Cominciò a trattenere il respiro per controllare le sensazioni che stavano esplodendo dentro di lui. Non era gioia, non era dolore, non era piacere era un mix di tutte queste emozioni  e di qualcosa d’altro a cui non sapeva dare un nome, ma che lo stava portando al margine di una voragine senza fondo.
Si sentì crollare come se ogni fibra del suo essere si stesse frantumando in mille pezzi.
Cadde in quel buco nero che sbocciò in mille emozioni fuori controllo, stava completamento perdendo il senso di tutto, stava entrando nel panico, annaspando in cerca d’aria quando sentì due braccia che lo stavano cullando. Raccolte attorno al suo collo, erano un’ancora a cui si aggrappò, la sua protezione per la vulnerabilità che lo stava assalendo.
Sentì le labbra di Mac poggiarsi sul suo capo, la cosa che lo stava schiacciando si spezzò e Daryl si liberò dal giogo di una vita priva di emozioni.
 
Il mondo cominciò lentamente a girare, cominciò a sentire le braccia di Mac, la sua guancia sul suo capo. Percepì le sue stesse braccia avvinghiate a quelle della ragazza. Il loro respiro ritmico era l’unico suono che si sentiva.
Mac, per un attimo si strinse ancora di più a lui e Daryl non poté fare altro che rispondere allo stesso modo.
Il mondo per un attimo si era capovolto e ora lui si sentiva svuotato ma, stranamente, era una sensazione piacevole.
Sentì poi Mac sciogliere l’abbraccio, Daryl la lasciò andare.
La sentì alzarsi.
Rimase immobile insicuro di ogni gesto.
I suoi pensieri furono interrotti dalla voce di Mac.
“Vado a prenderti un secchio di acqua calda così potrai sciacquarti quando avrai finito.”
Daryl non disse niente, annuì solamente, focalizzò il suo sguardo sulla tazza rossa che aveva appoggiato sul bordo della vasca, non aveva il coraggio di guardarla negli occhi.
Sentì la porta chiudersi e si lasciò andare contro il lato della vasca cercando di capire cosa fosse successo. Mac lo aveva stregato in qualche modo e aveva sciolto per un istante il peso che si portava sulle spalle. Non avrebbe mai immaginato che un massaggio potesse fare quell’effetto.
La sensazione di vuoto che aveva provato sino a un momento prima si stava dissipando, caricandolo di nuova forza.
Sapeva che di tutto questo doveva ringraziare solo e unicamente Mac. Doveva ringraziarla per quello che aveva fatto per lui.
La porta si aprì nuovamente e la ragazza entrò. Non riusciva ancora a guardarla in viso, la sentì spostare lo sgabello sul lato lungo della vasca e la vide appoggiare il secchio fumante.
“Grazie.” riuscì a mormorare imbarazzato alzando gli occhi verso di lei.
Il sorriso di comprensione nei suoi occhi lo liberò di un peso che non aveva percepito fino a quel momento.
“Di niente, è questo che si fa fra amici.” Replicò lei “Fammi un fischio quando hai svuotato la vasca, così posso riempirla di nuovo per il mio agognato bagno.” Concluse facendogli l’occhiolino.
Daryl annuì.
Prima di uscire Mac si volse un’ultima volta “Nel catino puoi versare l’acqua calda se vuoi farti la barba, prenditi tutto il tempo che vuoi, mi ci vorrà una po’ per riempirla di nuovo.” Detto ciò uscì, chiudendosi la porta alle spalle.

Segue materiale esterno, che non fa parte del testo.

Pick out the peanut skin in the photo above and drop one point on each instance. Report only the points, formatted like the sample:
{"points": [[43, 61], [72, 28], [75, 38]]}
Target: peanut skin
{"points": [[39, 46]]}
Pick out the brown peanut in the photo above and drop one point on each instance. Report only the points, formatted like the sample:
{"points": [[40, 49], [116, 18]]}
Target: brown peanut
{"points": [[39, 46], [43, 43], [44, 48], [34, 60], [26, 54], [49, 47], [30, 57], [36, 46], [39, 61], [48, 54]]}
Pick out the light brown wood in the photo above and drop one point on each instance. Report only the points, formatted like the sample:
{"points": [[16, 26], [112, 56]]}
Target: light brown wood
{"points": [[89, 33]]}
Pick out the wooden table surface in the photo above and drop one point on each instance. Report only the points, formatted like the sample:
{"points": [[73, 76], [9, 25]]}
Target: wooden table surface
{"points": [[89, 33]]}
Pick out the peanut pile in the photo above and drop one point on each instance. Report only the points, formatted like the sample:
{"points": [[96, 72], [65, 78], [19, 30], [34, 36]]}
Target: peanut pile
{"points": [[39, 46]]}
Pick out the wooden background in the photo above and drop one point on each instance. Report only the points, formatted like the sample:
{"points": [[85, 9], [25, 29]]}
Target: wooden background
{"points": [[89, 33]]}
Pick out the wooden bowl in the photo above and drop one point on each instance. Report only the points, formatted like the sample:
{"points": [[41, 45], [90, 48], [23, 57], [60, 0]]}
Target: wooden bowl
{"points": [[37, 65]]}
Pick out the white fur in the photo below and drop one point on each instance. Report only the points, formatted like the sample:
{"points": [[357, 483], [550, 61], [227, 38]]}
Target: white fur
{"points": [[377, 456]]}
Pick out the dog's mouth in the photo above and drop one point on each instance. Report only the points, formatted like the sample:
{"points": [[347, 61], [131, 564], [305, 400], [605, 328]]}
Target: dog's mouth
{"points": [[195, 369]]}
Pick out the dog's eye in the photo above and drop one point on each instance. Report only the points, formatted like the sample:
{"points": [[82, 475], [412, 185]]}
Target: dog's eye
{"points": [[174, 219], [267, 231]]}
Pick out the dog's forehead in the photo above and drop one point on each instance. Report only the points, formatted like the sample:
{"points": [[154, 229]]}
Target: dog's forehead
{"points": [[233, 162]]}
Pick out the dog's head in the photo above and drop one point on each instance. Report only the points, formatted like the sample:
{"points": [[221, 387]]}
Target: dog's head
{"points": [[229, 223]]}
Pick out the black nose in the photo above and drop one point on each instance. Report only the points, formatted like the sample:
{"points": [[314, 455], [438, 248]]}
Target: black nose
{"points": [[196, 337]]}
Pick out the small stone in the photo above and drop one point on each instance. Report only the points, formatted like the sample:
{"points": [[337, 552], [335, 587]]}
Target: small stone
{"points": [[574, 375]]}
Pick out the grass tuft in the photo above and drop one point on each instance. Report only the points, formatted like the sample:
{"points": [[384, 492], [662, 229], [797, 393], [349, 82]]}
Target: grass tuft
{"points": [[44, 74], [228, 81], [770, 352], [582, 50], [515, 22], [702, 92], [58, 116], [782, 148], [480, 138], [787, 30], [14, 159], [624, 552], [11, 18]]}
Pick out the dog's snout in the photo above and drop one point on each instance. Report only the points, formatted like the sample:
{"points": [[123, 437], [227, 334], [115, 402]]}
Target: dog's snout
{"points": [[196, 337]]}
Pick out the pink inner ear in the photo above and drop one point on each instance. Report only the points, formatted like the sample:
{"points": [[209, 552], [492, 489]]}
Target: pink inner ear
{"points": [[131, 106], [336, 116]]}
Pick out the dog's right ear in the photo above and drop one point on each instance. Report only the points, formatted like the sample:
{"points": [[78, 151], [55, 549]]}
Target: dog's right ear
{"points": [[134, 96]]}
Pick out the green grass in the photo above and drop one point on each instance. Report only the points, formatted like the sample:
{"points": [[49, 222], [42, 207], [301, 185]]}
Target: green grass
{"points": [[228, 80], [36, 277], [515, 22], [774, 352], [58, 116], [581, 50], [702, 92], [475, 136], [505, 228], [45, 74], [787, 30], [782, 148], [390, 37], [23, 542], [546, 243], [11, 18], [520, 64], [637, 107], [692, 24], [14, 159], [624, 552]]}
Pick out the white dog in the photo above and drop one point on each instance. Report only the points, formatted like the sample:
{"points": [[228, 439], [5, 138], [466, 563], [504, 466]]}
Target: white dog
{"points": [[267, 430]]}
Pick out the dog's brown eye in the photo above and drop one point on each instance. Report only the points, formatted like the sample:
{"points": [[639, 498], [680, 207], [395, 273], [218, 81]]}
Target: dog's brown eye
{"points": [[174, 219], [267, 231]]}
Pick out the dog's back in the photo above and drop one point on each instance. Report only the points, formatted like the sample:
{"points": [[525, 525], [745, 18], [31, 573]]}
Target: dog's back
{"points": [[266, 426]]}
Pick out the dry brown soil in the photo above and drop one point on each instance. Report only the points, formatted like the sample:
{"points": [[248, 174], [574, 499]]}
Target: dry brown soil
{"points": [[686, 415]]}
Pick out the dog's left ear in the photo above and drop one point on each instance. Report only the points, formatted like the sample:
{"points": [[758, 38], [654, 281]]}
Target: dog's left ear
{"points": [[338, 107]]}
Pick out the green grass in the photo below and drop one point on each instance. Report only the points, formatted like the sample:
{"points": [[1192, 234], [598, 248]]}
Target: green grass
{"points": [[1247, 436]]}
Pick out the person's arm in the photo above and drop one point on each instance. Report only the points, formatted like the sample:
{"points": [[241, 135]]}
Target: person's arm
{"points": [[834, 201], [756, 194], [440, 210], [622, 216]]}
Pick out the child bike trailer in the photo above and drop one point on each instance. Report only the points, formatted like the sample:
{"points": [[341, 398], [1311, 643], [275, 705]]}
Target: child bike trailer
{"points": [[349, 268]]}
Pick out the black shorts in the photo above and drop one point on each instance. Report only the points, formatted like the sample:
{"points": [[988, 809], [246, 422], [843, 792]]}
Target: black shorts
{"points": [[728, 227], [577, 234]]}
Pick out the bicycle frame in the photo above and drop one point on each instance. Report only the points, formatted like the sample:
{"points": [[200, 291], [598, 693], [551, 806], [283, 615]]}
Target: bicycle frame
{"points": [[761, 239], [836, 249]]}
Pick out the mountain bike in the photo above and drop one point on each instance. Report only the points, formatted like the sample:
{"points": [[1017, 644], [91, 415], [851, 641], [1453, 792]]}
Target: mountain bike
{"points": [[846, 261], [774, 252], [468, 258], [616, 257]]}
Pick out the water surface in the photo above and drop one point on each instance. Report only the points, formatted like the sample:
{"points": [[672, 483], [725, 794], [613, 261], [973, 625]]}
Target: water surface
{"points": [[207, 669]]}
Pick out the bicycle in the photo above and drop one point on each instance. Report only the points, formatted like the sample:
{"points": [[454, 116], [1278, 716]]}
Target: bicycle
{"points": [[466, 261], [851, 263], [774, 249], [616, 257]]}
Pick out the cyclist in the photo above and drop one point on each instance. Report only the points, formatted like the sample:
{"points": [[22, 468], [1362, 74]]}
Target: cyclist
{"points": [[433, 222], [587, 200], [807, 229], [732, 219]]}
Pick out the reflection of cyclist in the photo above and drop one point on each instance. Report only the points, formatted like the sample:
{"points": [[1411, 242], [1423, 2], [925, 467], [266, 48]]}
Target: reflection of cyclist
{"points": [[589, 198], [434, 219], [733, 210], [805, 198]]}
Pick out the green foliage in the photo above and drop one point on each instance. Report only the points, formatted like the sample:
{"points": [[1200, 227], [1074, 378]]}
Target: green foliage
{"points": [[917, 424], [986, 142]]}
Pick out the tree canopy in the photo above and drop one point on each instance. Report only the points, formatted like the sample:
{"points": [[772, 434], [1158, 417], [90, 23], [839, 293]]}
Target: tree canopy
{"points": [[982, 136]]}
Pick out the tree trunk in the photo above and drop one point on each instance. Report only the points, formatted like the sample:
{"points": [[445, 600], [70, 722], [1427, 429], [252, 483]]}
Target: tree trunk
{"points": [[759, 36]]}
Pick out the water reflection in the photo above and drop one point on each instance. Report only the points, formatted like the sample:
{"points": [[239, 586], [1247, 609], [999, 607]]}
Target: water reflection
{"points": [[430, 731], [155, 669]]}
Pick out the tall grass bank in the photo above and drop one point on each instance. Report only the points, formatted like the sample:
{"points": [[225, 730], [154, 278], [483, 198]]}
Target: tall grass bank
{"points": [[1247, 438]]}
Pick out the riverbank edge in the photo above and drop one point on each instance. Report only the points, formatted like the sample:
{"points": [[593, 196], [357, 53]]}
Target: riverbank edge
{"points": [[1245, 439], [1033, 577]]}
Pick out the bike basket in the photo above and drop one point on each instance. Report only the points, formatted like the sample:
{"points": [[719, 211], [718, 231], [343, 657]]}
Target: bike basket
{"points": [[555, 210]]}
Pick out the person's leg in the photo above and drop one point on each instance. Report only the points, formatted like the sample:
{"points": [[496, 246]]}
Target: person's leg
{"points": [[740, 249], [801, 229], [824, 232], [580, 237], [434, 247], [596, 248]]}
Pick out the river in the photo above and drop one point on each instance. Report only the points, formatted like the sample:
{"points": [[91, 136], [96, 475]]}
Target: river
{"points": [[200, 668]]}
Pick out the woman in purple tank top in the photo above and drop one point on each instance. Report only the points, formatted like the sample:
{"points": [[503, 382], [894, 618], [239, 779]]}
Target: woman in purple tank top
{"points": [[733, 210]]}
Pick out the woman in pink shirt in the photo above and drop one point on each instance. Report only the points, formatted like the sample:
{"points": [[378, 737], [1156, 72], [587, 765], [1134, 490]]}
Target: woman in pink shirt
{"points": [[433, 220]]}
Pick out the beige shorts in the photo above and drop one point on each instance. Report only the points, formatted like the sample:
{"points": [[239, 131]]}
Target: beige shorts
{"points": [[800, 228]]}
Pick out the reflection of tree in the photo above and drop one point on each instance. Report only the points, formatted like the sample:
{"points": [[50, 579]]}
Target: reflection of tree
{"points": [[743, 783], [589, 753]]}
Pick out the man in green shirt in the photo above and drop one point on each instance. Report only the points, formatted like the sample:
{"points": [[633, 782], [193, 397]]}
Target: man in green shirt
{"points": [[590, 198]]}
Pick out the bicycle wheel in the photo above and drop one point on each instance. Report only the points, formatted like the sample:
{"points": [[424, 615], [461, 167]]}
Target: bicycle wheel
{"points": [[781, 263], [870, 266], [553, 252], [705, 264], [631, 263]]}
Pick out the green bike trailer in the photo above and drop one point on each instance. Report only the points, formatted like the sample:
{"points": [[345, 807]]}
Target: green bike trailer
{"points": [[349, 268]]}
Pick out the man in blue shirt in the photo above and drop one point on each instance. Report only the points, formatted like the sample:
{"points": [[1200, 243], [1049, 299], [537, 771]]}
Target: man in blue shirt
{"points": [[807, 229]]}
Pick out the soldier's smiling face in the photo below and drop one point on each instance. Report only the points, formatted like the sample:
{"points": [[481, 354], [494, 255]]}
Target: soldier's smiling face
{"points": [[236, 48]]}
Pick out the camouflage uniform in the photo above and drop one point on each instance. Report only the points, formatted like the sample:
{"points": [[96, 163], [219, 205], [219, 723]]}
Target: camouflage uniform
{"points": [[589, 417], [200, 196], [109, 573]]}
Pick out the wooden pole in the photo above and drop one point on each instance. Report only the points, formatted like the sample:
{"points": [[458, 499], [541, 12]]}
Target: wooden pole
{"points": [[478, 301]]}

Daryl avrebbe voluto decifrare ciò che era successo, ma non sapeva cosa pensare. Mac gli aveva dato qualcosa di nuovo, qualcosa di bello da ricordare, ma soprattutto, in quel momento, gli aveva dato l’intimità di cui aveva bisogno, come solo un amico avrebbe saputo fare. Aveva detto che non l’avrebbe sedotto, ed era vero. Sorrise a quel pensiero.
Un sorriso che gli rimase impresso per tutto il tempo che impegnò a lavarsi e a sbarbarsi. Quando si sentì pronto, più pulito di quanto avesse mai ricordato, tornò nella sala che fungeva da salotto e cucina.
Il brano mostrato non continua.